Using sensors software (Hosted on Linux and Windows servers – compatibility will be extended to next versions) and hardware (integrated into ASIC microchips from Cisco Nexus 9200, Nexus 9300-EX and Nexus 9500-EX switches), one single Tetration equipment is able to monitor up to one million unique streams of data per second.
The level of data collection, the first of the three main functional levels of the platform, integrates the sensors throughout three types of information are collected:
- Flow information (protocols, ports, starting attempt of flow, etc.);
- Variations recorded at the level of monitored amount of data ;
- Contextual information (details on the processes, what process has generated a particular process, process IDs, users associated with certain processes, etc.).
According to experts, if installed in a datacenter that hasn’t Cisco infrastructure Tetration collects data only via sensors hosted on servers, providing 85% visibility in the respective datacenter. On the other hand, on the Cisco infrastructure, the information collected by Tetration sensors can also be used in Application Centric Infrastructure (ACI) architectures, and the platform can be integrated with APIC (Cisco Application Infrastructure Policy Controller).
The data generated by Tetration can also be transmitted to third-party solutions (load balancer, IP watch list, geo-localization systems, etc.), on partners list being placed up to this moment ServiceNow, Infoblox, vArmour and Tufin.
Once installed, Tetration detects and learns throughout advanced learning mechanisms the IT policies applied to the entire infrastructure and identifies how each application works. The platform monitors the behavior patterns of servers and other hardware and signals any anomaly detected in the operation of applications and communication between them. The second primary functional level of the platform is represented by the analysis that integrates advanced processing algorithms, mechanisms of learning (machine learning) and behavioral analysis technology applications and equipment by which provide:
- Expanded visibility of the entire infrastructure,
- Detailed information on how the various components of the applications communicate;
- Automatic grouping of infrastructure components with similar functionality (Web servers, databases, etc.);
- Lists of recommendations for applications (Whitelist Policy);
- Rapid identification of deviations from normal behavior;
- Long-term data retention for detailed historical analysis.

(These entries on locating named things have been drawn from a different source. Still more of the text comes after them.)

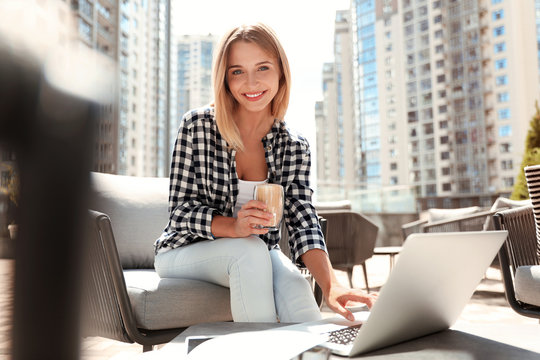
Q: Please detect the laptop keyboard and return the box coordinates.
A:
[328,324,362,345]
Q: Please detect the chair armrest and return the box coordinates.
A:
[422,210,498,232]
[319,211,379,268]
[401,220,427,241]
[83,210,178,345]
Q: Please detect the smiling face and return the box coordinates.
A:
[226,41,280,114]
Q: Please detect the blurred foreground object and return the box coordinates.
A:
[0,0,113,359]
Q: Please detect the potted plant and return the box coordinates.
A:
[2,166,19,240]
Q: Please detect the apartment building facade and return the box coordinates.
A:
[169,34,219,152]
[318,0,539,209]
[71,0,174,176]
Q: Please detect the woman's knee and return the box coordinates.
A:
[231,236,272,271]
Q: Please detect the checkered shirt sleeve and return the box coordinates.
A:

Because Cisco Tetration can collect and store information on the long term and because of the advanced features of data analysis, the platform allows the organizations to understand in depth the causes and effects of the events (Forensics Analysis), to analyze those present (Real-time Analysis) and to simulate future scenarios (Impact Analysis). With the help of Tetration can be performed “What if” analysis of any change that needs to be introduced to highlight its impact, which simplifies the validation policy in the entire datacenter.
The third level is represented by the viewing platform. Tetration facilitates the consumption of supplied data throughout an intuitive interface and through APIs Representation State Transfer (REST). The platform integrates a notification interface, through which users can receive reports and alerts.
Cisco Tetration Analytics is provided as a “turnkey”, with preconfigured hardware components (servers and networking equipment) and preinstalled software applications. This delivery model reduces the work of installation/implementation and commissioning time, allowing customers to quickly capitalize on the benefits of the solution. (Delivery “turnkey” is used by Cisco in case of Unified Computing System equipment, ACI and Vblock – conducted in partnership with VMware and EMC – VCE.)
With the launch of Tetration Analytics, experts estimate that Cisco has made the first important step in the materialization of the IT infrastructure transformation of Network Centric strategy into a sensor system capable of providing a real increase of operational efficiency, with a direct impact on datacenter reliability and security.